The effects are practical, and if there's CG it isn't noticeable save for some few scenes where I simply wasn't sure if it really was computer generated or if they were just getting clever with practical. Doesn't matter. You won't be like, "that zombie's brains just pixalated". The cam can get shakey at times. It's is NOT a found footage flick (this will make you happy... most of you), but man I wish the camera shake when tracking could be better. It may build a sense chaos or panic, but if I notice it, the suspension of disbelief has been ruined.
It's rated R, but it's not an R rated movie (this is the other side of the goddamn PG-13 argument you dirty fuckers). It's simply scary. There's some blood. There's some violence and slight chaos. It's a good scary movie to bring your "ready for horror" kids too. No gore really. Just blood. And scary shit. So I urge parents who have mature kids to bring them especially if they liked The Conjuring. They'll scream. It's good for their cardiovascular system. Warning: there's a pregnant woman in the movie and she is the focus of some of the violence. This may fuck some of you up (because I was scratching at my neck and pawing the chair).
The doll is fucking scary looking and you see how it got to be that way. It's a reasonable origin story. Some of the movie gets a wee bit religious for my taste, but then again religious horror always seems to feel more real anyway because people want positive religion to save them from evil shit. I suppose that's pretty evident in The Exorcist (between which you can definitely draw comparison with Annabelle).
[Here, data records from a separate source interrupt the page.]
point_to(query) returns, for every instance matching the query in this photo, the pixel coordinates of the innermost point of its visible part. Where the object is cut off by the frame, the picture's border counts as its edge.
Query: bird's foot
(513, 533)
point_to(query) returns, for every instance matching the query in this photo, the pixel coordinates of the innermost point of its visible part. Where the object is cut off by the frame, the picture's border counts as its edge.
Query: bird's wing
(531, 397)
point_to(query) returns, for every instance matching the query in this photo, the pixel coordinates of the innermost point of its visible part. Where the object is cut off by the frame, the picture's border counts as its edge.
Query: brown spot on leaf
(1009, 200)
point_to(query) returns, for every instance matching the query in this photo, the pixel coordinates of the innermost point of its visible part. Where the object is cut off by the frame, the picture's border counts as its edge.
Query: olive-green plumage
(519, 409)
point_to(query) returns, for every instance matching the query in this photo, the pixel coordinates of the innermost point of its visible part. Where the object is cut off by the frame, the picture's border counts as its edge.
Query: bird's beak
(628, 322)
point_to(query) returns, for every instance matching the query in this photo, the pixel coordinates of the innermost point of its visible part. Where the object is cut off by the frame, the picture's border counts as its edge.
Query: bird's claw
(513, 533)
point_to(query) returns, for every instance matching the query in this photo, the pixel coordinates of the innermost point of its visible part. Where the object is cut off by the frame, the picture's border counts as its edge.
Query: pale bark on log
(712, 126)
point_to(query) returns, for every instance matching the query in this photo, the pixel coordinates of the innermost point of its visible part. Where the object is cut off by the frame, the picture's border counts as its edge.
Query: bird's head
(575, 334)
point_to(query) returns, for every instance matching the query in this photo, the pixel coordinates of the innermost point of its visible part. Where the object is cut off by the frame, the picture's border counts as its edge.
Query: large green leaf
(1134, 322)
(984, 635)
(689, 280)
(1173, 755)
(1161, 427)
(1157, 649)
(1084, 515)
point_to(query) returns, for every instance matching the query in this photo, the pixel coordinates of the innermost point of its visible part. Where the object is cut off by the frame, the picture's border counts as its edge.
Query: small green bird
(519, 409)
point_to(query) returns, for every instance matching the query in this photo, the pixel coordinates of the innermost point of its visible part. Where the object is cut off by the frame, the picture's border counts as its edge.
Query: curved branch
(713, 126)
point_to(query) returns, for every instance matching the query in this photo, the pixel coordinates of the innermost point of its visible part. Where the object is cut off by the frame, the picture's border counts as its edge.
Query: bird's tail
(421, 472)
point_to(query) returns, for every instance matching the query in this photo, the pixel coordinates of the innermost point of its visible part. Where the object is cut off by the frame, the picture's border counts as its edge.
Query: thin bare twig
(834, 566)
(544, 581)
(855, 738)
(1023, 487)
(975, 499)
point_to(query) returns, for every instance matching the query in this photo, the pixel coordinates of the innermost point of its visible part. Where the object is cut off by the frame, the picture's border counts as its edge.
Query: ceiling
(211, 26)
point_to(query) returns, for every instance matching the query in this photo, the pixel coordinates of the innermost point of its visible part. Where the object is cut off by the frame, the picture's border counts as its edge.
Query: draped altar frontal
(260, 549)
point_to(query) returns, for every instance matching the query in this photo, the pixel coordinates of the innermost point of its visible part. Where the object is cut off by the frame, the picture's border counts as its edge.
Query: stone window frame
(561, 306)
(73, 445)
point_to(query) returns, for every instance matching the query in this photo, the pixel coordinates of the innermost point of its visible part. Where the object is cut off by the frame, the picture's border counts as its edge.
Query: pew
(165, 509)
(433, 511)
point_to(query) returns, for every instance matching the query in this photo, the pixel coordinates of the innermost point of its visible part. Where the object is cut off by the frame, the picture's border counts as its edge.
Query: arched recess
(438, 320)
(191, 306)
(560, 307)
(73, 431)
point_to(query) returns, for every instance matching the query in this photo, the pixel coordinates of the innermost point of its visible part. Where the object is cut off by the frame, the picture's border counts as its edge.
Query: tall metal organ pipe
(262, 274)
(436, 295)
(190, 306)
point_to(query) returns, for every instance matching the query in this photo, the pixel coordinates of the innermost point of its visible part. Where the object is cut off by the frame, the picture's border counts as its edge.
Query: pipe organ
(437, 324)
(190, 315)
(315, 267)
There's plenty of the word "Satanist" thrown around too. Bet that'll piss somebody off. I love horror that involves cult groups or the occult or black magic (which seems totally contradictory to what I just above). Appropriate jump scares are used throughout the film, and I was effected by ALL of them. I love that. It's the reason I drink triple the caffeine before going to see creepy movies. I simply forgot the little tune associated with the doll. It's still in my head!
Great casting with actors with which I was unfamilar but ended up loving. I fuckin' love these guys. Like I wanna have Thanksgiving dinner with them or some kind of picnic lunch. Everyone did a great job.
Final thought: If you own a doll collection, you deserve the consequences of collecting the army of SATAN... don't be stupid! You watch the same movies that I do.. Best bet? Lineup your GI-Joe figures like I did when I was a kid facing the porcelain dolls in your sisters room and let them sort it out.
See Annabelle. Give it a good box office showing because it's great for October and perfect to get a few scares out of you if you let it. There will be a Conjuring II soon enough (studio, don't fuck that up). Stop crossing your arms when you go to a theater being a cynical cunt. Nobody likes that. My theater didn't have that at all. I even made a couple of friends and we got to talk about the new Halloween box set and Italian Horror and The Conjuring. That's what I want from a movie going experience.. that and cheap glances at couples making out because it's better than Cinemax these days.
It's in theaters now. You wanted a replacement to the October Paranormal Activity annual release... this would be the perfect choice. Let's follow The Warrens and the events surrounding their investigations. So this would be a good time to spend your vote on a ticket.